The investigators also showed that the risks associated with hypertension for the development of cardiovascular disease, major coronary events and congestive heart failure were substantially higher in the oldest age group compared with younger people with high blood pressure.

"There are several major public health implications to be drawn from the study," Dr. Lloyd-Jones concluded. "The elderly have the highest prevalence of hypertension and the risks associated with hypertension increase with advancing age.

"Treatment principles should be the same for all age groups," he said. "Lower initial doses of medications may be needed to avoid side effects in older patients, but standard doses and multiple drugs may be required to reach appropriate blood pressure targets.

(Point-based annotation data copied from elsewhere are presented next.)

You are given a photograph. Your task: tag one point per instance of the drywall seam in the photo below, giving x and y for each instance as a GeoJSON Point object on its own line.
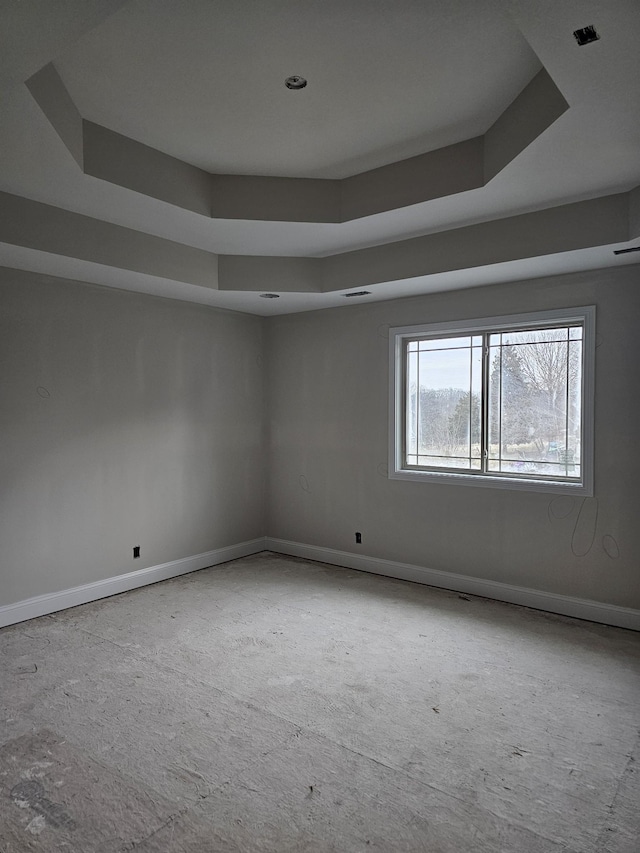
{"type": "Point", "coordinates": [41, 605]}
{"type": "Point", "coordinates": [578, 608]}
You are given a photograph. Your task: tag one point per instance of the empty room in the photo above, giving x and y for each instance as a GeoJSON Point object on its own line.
{"type": "Point", "coordinates": [319, 476]}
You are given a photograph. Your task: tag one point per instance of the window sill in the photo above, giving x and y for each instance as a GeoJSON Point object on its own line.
{"type": "Point", "coordinates": [556, 487]}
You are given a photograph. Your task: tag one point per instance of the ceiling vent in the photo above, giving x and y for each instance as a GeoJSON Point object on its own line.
{"type": "Point", "coordinates": [586, 35]}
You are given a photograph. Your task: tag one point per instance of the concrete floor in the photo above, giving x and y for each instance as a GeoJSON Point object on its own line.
{"type": "Point", "coordinates": [273, 704]}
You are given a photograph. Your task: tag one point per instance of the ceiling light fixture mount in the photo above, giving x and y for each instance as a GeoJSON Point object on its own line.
{"type": "Point", "coordinates": [295, 82]}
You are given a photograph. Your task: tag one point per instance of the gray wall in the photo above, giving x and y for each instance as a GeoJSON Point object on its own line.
{"type": "Point", "coordinates": [128, 419]}
{"type": "Point", "coordinates": [328, 397]}
{"type": "Point", "coordinates": [125, 420]}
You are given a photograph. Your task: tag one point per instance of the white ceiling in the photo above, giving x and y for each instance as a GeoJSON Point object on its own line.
{"type": "Point", "coordinates": [203, 81]}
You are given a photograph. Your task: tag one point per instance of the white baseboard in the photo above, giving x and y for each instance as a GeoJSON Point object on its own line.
{"type": "Point", "coordinates": [579, 608]}
{"type": "Point", "coordinates": [42, 605]}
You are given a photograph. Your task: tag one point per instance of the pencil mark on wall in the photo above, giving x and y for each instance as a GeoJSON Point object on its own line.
{"type": "Point", "coordinates": [560, 507]}
{"type": "Point", "coordinates": [584, 530]}
{"type": "Point", "coordinates": [610, 546]}
{"type": "Point", "coordinates": [304, 483]}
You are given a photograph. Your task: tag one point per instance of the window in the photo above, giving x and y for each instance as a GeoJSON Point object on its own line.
{"type": "Point", "coordinates": [504, 401]}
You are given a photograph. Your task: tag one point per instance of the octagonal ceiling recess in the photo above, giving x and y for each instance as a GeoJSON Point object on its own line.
{"type": "Point", "coordinates": [438, 145]}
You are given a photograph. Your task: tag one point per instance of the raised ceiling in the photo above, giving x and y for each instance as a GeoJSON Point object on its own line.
{"type": "Point", "coordinates": [153, 146]}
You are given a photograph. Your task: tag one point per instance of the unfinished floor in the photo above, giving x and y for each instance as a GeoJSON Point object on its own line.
{"type": "Point", "coordinates": [274, 704]}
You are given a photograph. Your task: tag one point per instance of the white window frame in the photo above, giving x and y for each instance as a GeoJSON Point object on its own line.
{"type": "Point", "coordinates": [397, 336]}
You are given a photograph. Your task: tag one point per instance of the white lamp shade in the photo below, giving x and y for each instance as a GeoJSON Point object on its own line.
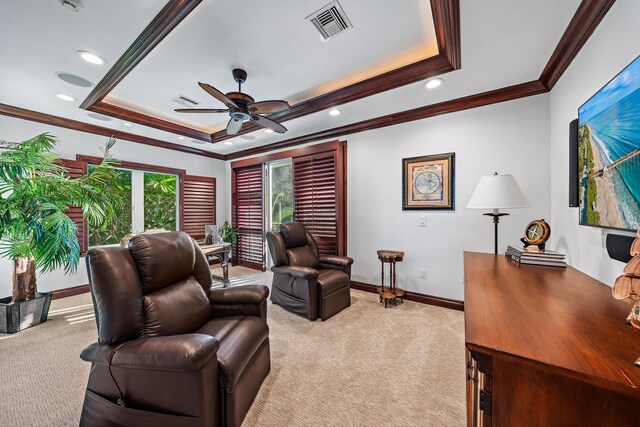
{"type": "Point", "coordinates": [497, 192]}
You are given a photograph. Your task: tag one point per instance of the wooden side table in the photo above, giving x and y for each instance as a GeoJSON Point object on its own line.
{"type": "Point", "coordinates": [392, 292]}
{"type": "Point", "coordinates": [221, 252]}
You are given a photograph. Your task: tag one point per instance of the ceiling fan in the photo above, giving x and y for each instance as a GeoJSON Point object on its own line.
{"type": "Point", "coordinates": [241, 107]}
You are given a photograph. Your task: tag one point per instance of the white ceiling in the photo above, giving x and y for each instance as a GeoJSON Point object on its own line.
{"type": "Point", "coordinates": [504, 42]}
{"type": "Point", "coordinates": [280, 50]}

"That means physicians should start low, and add more medications as necessary to help their patients reach their blood pressure goals," Dr. Lloyd-Jones said. "Poor control is due in part to an inadequate number of medications and, perhaps, to poor selection of drug classes."

The American Society of Hypertension (ASH) is the largest US organization devoted exclusively to hypertension and related cardiovascular diseases. ASH is committed to alerting physicians, allied health professionals and the public about new medical options, facts, research findings and treatment choices designed to reduce the risk of cardiovascular disease.